As graves were being dug for tiny coffins in Newtown, Conn., bidding on eBay for four Glock handgun ammunition magazines — identical to those carried by Adam Lanza when he took those children’s lives — rose to nearly $120 from their usual $45. Elsewhere, people flocked to stores to snatch up whatever semi-automatic weaponry remained in stock.
That’s how these shootings always play out. One side says, “At long last, it’s time to control guns.” The other side says, “Stock up while you can.”
Easy access to lethal firepower is an issue we have to resolve, but it’s not the only problem made plain by these mass-murder attacks. Another is the state of mental health care.
Countless people face problems such as raising a bipolar child, or managing depression and their job, or finding affordable long-term cognitive therapy that can help them develop coping skills and thus keep them from reaching for alcohol or drugs. Coping with mental illness is a struggle and a burden very few can bear on their own. They need help.
One in four people will suffer from a mental health issue in their lifetime.
Last week, a brave blog post made the rounds with the provocative headline “I Am Adam Lanza’s Mother.” Liza Long wrote of life with her 13-year-old child: “I live with a son who is mentally ill. I love my son. But he terrifies me.” She told how he repeatedly threatens to kill her or his siblings.
It stirred attention and compassion, but relatively few concrete suggestions of what we can do to help parents and children caught in this situation.
The anguish mental illness brings upon people’s lives is more preventable today than it has ever been, thanks to prescription medications, research on the brain and its chemistry, and better diagnosis and treatment programs. Yet mental health is simply not the type of problem that people rally around.
That’s too bad because public funding of mental health care has been hard hit by the recession and budget cutting. The budgets for some public systems are nearly 40 percent smaller than four years ago, even though demand for services continues to rise.
Here is how the budget cuts are playing out across America: States are cutting staff, closing state hospitals, restricting the numbers served, shifting to for-profit managed care systems and reducing crisis treatment. Particularly hard hit is programming meant to be easily accessible within communities.
Here is how we “care” for people struggling with mental health in America: They are our homeless. They are emergency room patients. Prisons are stuffed with them. More than half of the nation’s prisoners have or have had a mental disorder.

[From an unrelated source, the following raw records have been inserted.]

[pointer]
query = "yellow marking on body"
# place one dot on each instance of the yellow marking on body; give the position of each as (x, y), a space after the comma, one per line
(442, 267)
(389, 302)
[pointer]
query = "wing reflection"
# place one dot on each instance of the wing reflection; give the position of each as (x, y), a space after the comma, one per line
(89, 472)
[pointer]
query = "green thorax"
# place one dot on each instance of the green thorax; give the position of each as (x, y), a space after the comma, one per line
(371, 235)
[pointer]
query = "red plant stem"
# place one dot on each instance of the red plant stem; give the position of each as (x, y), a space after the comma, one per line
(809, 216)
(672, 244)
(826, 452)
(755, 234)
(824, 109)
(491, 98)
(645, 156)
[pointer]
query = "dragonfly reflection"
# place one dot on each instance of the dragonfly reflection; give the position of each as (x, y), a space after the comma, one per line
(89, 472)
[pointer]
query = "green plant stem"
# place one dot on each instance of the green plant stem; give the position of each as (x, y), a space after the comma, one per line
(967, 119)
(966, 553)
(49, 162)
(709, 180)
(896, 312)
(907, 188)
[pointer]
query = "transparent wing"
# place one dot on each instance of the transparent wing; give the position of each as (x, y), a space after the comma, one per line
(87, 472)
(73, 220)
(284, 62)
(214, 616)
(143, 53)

Fold in societal stigmas and harmful mischaracterizations that link mental illness with evil and it shouldn’t shock that so many people don’t benefit from appropriate care.

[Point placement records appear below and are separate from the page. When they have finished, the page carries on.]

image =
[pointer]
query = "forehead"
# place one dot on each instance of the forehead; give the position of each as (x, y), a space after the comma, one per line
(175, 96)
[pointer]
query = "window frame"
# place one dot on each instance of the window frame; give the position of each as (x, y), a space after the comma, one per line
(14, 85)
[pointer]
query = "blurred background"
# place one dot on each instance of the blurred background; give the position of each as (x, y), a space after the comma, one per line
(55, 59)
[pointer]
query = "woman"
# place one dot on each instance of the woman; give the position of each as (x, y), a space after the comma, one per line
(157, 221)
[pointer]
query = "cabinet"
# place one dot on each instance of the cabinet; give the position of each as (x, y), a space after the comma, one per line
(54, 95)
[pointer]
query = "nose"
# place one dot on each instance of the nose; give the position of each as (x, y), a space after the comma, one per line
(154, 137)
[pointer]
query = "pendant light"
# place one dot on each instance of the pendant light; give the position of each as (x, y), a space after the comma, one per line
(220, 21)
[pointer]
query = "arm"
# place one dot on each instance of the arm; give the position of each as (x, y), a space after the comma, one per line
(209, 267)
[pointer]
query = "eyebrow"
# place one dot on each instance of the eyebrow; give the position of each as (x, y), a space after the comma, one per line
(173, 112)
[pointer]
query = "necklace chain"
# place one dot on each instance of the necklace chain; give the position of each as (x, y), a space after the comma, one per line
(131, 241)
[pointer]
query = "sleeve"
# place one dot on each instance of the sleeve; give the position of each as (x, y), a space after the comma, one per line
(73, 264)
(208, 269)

Mental illness is complicated, and our hesitations to deal with it are multiple. Legal quandaries exist when the patient is an adult unwilling to seek care. Still-developing children are difficult to diagnose, as are people with multiple problems such as a mental disorder combined with alcoholism.
Adam Lanza had been diagnosed with Asperger’s syndrome, but no form of mental illness. Yet his actions seemingly would indicate a mental state that was anything but healthy; a sane son does not pump four bullets into his mother and then go on a rampage against schoolchildren and their teachers.
A series of “what ifs” certainly come to mind. What if he’d had a caseworker? A mental health assessment of the 20-year-old would probably have revealed that he was suicidal, and that would have raised the question of whether there are guns in the home. Timely intervention might have prevented this tragedy.
The well armed of America have the National Rifle Association working for them, and far too many weak-willed members of Congress. But who do the mentally ill have? Who do those who care for them have to make sure they are not forgotten in between tragedies such as Newtown?